Monday, January 27, 2014

Roasted Veggie Croissants




I made these the other night for a family party and they were delicious! 

Ingredients:

1 onion
1 package of mushrooms
1 zucchini
1 summer squash
1 red pepper
1/2 bunch of asparagus
1 tablespoon of minced garlic
1 tablespoon of EVOO
1 teaspoon of sea salt
1/2 lb of white American cheese sliced from the deli
2 packages of crescent rolls

Directions:

Preheat the oven to 400. Ready to chop? Chop all of the vegetables into small small pieces. And I mean SMALL pieces. Make sure you have a radio near by or a friend to help! Once they are all chopped up, mix them together with the EVOO and sea salt in a mixing bowl.


Next, lay out the mixture in a baking dish and place in the oven. 

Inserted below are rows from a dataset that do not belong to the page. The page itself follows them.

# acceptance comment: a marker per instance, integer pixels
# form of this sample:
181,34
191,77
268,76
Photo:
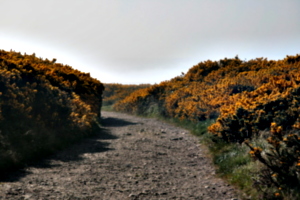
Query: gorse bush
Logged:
43,105
245,98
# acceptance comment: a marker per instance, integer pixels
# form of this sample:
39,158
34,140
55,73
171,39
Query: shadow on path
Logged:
115,122
73,153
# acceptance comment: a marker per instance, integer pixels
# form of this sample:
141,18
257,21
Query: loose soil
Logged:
131,158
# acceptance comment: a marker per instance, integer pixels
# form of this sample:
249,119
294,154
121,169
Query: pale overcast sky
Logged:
149,41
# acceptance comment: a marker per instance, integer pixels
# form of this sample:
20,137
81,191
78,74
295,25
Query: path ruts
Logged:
133,158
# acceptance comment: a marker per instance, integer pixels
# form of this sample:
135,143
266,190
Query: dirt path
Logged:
135,159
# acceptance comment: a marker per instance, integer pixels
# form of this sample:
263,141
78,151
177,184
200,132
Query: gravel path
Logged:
133,158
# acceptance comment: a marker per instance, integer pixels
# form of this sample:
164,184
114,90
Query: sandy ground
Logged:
132,158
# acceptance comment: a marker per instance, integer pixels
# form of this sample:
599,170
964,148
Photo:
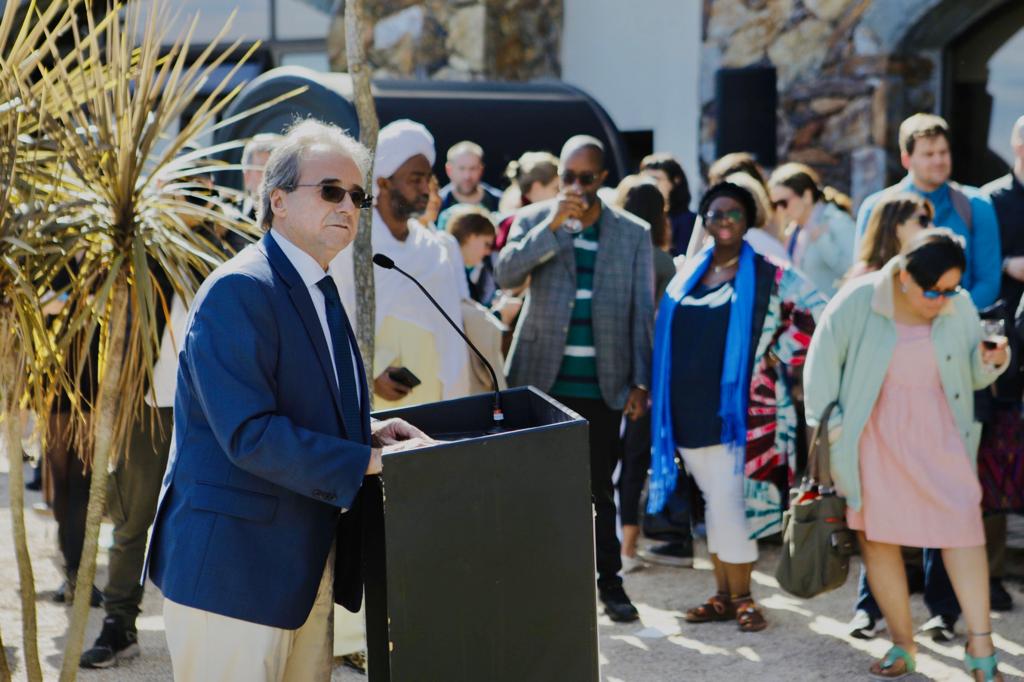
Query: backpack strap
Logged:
962,204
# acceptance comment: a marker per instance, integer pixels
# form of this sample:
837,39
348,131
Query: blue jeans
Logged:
939,596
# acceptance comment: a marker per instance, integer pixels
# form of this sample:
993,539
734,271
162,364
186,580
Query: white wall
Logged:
640,59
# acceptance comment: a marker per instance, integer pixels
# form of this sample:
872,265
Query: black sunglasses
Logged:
568,177
335,194
734,216
932,294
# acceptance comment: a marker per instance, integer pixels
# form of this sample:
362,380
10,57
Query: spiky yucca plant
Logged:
28,188
131,176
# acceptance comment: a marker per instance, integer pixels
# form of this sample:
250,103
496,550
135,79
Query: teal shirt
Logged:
578,374
849,357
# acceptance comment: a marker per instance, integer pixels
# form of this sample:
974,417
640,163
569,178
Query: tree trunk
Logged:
4,669
12,444
104,416
366,326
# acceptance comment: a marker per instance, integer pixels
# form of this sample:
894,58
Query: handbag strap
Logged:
819,457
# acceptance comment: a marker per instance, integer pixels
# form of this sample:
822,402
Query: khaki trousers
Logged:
210,646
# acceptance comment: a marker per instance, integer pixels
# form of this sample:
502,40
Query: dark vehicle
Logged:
506,119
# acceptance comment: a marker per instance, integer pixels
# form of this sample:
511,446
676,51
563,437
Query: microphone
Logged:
380,260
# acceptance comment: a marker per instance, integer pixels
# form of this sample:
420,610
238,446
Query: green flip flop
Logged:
892,655
987,665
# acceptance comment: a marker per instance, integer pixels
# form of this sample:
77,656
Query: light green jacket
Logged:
849,357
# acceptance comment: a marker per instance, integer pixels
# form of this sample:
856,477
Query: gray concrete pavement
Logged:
806,639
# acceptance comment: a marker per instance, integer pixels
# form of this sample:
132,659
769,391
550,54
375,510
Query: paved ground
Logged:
805,640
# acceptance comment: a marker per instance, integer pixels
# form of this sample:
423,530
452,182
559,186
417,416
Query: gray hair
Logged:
260,143
285,164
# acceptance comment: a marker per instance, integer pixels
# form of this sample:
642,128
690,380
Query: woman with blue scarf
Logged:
731,330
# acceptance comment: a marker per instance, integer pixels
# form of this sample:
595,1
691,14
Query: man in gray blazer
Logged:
585,332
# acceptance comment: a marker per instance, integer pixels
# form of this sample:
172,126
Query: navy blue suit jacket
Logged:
261,468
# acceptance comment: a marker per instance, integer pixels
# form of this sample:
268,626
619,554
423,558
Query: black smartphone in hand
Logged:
403,377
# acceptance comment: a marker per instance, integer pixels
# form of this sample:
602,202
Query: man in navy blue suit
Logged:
257,533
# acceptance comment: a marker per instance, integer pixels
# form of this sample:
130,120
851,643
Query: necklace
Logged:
728,263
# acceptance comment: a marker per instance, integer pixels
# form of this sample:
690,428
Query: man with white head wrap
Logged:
409,332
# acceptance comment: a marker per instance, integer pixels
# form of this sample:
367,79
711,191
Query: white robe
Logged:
427,257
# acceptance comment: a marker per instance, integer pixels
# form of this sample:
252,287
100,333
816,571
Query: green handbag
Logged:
816,542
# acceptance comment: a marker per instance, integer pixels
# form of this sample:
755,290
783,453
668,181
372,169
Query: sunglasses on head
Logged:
932,294
568,177
734,216
335,194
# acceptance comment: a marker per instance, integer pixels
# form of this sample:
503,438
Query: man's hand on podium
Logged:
392,435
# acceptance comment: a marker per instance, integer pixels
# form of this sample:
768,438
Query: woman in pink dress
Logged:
901,350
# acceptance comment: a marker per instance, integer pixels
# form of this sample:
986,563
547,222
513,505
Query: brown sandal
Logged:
716,609
749,614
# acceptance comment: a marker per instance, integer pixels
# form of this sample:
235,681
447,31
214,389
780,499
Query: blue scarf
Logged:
735,386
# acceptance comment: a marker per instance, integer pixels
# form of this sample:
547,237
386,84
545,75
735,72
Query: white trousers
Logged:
714,469
210,646
349,631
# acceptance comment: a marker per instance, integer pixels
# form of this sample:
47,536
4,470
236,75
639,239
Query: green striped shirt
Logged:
578,374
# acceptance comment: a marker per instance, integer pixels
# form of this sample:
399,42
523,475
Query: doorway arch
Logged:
976,79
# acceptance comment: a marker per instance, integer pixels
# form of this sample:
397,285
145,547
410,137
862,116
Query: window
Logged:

Once the vegetables are starting to get crispy, take them out of the oven and stir them. Place them back in the oven until they are cooked through and roasted. Remove the dish from the oven and allow them to cool for 5 minutes. Lower the oven heat to 375. Lay out the crescent rolls and cut each triangle in half. Cut the cheese in quarters and place the cheese squares in the middle of the crescent triangle. Spoon 1 spoonful of the vegetable mixture in the center and wrap the dough around so that one of the ends is covered in dough. Repeat for all of the rolls. Place on an un greased cookie sheet and place them in the oven for 9-12 minutes or until crispy brown. Take them out of the oven once they are done cooking and allow them to sit for a few minutes. Serve!